Dr. Kevin Barrett said the United States claims that it has a right to preemptively kill anyone it considers a terrorist, so other countries, including Iran, can enjoy the same right and kill US government officials in a retaliatory move as they consorted with a terrorist group to assassinate the country’s top anti-terror commander.
Barrett, a former academic based in Wisconsin, made the remark in a phone interview with Press TV on Friday while commenting on a US media report stating that the US’ point man on Iran had met with a representative of the anti-Iran Mujahedin-e-Khalq Organization (MKO) terrorist group both before and after Washington’s assassination of the senior Iranian commander.
American news and opinion website The Daily Beast reported that Brian Hook, the US’s special representative for Iran and senior adviser to Secretary of State Mike Pompeo, had held the meetings with Robert G. Joseph, who represents the so-called National Council of Resistance of Iran (NCRI), whose website calls itself the MKO’s “umbrella coalition.”
In his phone interview with Press TV, Barrett said the US has been supporting the MKO terror group on and off over the years, describing the MKO as a “fanatical and extreme” terror cult that combined worst features from the Daesh and al-Qaeda terrorist groups.
The MKO has conducted a litany of assassinations and bombings against Iranian officials and civilians since the 1979 Islamic Revolution. It notoriously sided with former Iraqi dictator Saddam Hussein during Iraq’s Western-backed war of 1980-88 against the Islamic Republic.
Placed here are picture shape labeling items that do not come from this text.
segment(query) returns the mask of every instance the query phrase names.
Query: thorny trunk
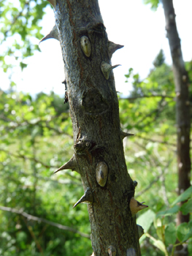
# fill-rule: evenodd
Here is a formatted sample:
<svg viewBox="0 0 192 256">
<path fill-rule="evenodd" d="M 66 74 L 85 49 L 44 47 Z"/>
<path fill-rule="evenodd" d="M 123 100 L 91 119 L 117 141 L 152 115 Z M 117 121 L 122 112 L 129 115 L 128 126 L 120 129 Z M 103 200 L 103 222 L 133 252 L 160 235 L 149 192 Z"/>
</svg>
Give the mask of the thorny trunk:
<svg viewBox="0 0 192 256">
<path fill-rule="evenodd" d="M 178 194 L 190 187 L 190 102 L 189 80 L 183 59 L 180 39 L 177 30 L 172 0 L 163 0 L 166 29 L 169 39 L 176 90 L 176 118 L 177 129 Z M 182 202 L 183 204 L 184 202 Z M 189 221 L 189 214 L 177 215 L 177 225 Z"/>
<path fill-rule="evenodd" d="M 57 0 L 55 15 L 74 149 L 61 169 L 81 176 L 86 191 L 81 201 L 89 202 L 94 255 L 139 256 L 136 220 L 129 208 L 135 187 L 122 141 L 128 135 L 120 130 L 111 72 L 116 66 L 110 66 L 111 56 L 120 45 L 108 42 L 97 0 Z"/>
</svg>

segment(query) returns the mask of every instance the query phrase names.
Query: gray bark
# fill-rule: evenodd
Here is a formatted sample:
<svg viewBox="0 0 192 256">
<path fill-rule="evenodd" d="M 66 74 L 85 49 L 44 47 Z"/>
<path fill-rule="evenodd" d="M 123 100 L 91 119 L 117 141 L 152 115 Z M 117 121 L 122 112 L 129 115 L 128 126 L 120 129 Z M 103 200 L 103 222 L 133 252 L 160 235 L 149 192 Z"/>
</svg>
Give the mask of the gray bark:
<svg viewBox="0 0 192 256">
<path fill-rule="evenodd" d="M 136 220 L 129 208 L 134 186 L 125 162 L 114 78 L 105 64 L 110 64 L 111 53 L 98 1 L 57 0 L 55 15 L 74 133 L 74 156 L 66 166 L 80 174 L 88 191 L 94 255 L 108 255 L 112 249 L 116 255 L 139 256 Z"/>
<path fill-rule="evenodd" d="M 166 29 L 172 59 L 176 99 L 176 119 L 177 129 L 178 195 L 190 187 L 190 102 L 189 81 L 183 61 L 180 39 L 177 30 L 175 13 L 172 0 L 162 0 L 166 18 Z M 182 202 L 181 205 L 185 203 Z M 189 214 L 177 215 L 177 225 L 189 221 Z M 179 254 L 178 254 L 179 255 Z"/>
</svg>

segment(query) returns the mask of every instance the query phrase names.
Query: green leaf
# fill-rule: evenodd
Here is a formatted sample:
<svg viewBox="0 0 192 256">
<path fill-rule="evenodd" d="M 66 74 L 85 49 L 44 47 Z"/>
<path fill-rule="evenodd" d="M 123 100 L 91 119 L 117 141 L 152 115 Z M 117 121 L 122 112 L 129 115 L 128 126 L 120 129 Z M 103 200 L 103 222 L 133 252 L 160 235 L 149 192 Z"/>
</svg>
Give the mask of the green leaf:
<svg viewBox="0 0 192 256">
<path fill-rule="evenodd" d="M 161 252 L 164 252 L 165 255 L 166 255 L 165 245 L 161 241 L 156 240 L 153 241 L 153 245 L 156 246 L 158 249 L 159 249 Z"/>
<path fill-rule="evenodd" d="M 177 214 L 179 211 L 179 210 L 180 210 L 180 206 L 174 206 L 174 207 L 171 208 L 169 210 L 159 211 L 157 214 L 157 217 L 159 217 L 161 216 L 172 215 L 174 214 Z"/>
<path fill-rule="evenodd" d="M 189 199 L 187 203 L 183 203 L 180 208 L 180 211 L 184 215 L 192 212 L 192 198 Z"/>
<path fill-rule="evenodd" d="M 176 241 L 176 227 L 173 222 L 169 224 L 165 229 L 166 244 L 174 244 Z"/>
<path fill-rule="evenodd" d="M 192 238 L 192 228 L 189 230 L 188 233 L 185 235 L 183 241 L 187 241 L 188 238 Z"/>
<path fill-rule="evenodd" d="M 137 222 L 143 227 L 144 232 L 147 232 L 153 222 L 155 217 L 155 214 L 154 211 L 148 210 L 145 214 L 139 217 L 139 218 L 137 219 Z"/>
<path fill-rule="evenodd" d="M 177 237 L 180 242 L 185 241 L 186 235 L 189 232 L 189 227 L 187 222 L 181 223 L 177 229 Z"/>
<path fill-rule="evenodd" d="M 184 191 L 173 203 L 172 206 L 175 205 L 177 203 L 185 201 L 188 199 L 192 195 L 192 186 L 191 186 L 188 189 Z"/>
</svg>

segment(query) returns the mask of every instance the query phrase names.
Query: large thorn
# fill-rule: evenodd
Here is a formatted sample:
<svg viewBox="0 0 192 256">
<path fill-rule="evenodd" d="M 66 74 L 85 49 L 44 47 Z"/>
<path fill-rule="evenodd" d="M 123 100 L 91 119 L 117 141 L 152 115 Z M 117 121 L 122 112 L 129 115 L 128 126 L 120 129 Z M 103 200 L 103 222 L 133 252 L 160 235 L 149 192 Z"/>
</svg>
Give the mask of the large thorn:
<svg viewBox="0 0 192 256">
<path fill-rule="evenodd" d="M 124 139 L 124 138 L 128 137 L 128 136 L 134 136 L 134 135 L 132 133 L 127 133 L 127 132 L 124 132 L 122 131 L 122 129 L 120 130 L 120 138 L 123 140 Z"/>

Out of the nearly 17,000 Iranians killed in terrorist assaults since the Revolution’s victory, about 12,000 have fallen victim to the MKO’s acts of terror.
The terrorist outfit was on the US’s list of terrorist organizations until 2012.
“The people of Iran hate the MKO, virtually anybody in Iran hates the MKO, they are less popular in Iran than al-Qaeda is in the United States,” Barrett said.
The US assassinated General Soleimani, the former commander of the Quds Force of Iran’s Islamic Revolution Guards Corps (IRGC), and a number of others in a set of drone strikes targeting Baghdad’s civilian airport on January 3.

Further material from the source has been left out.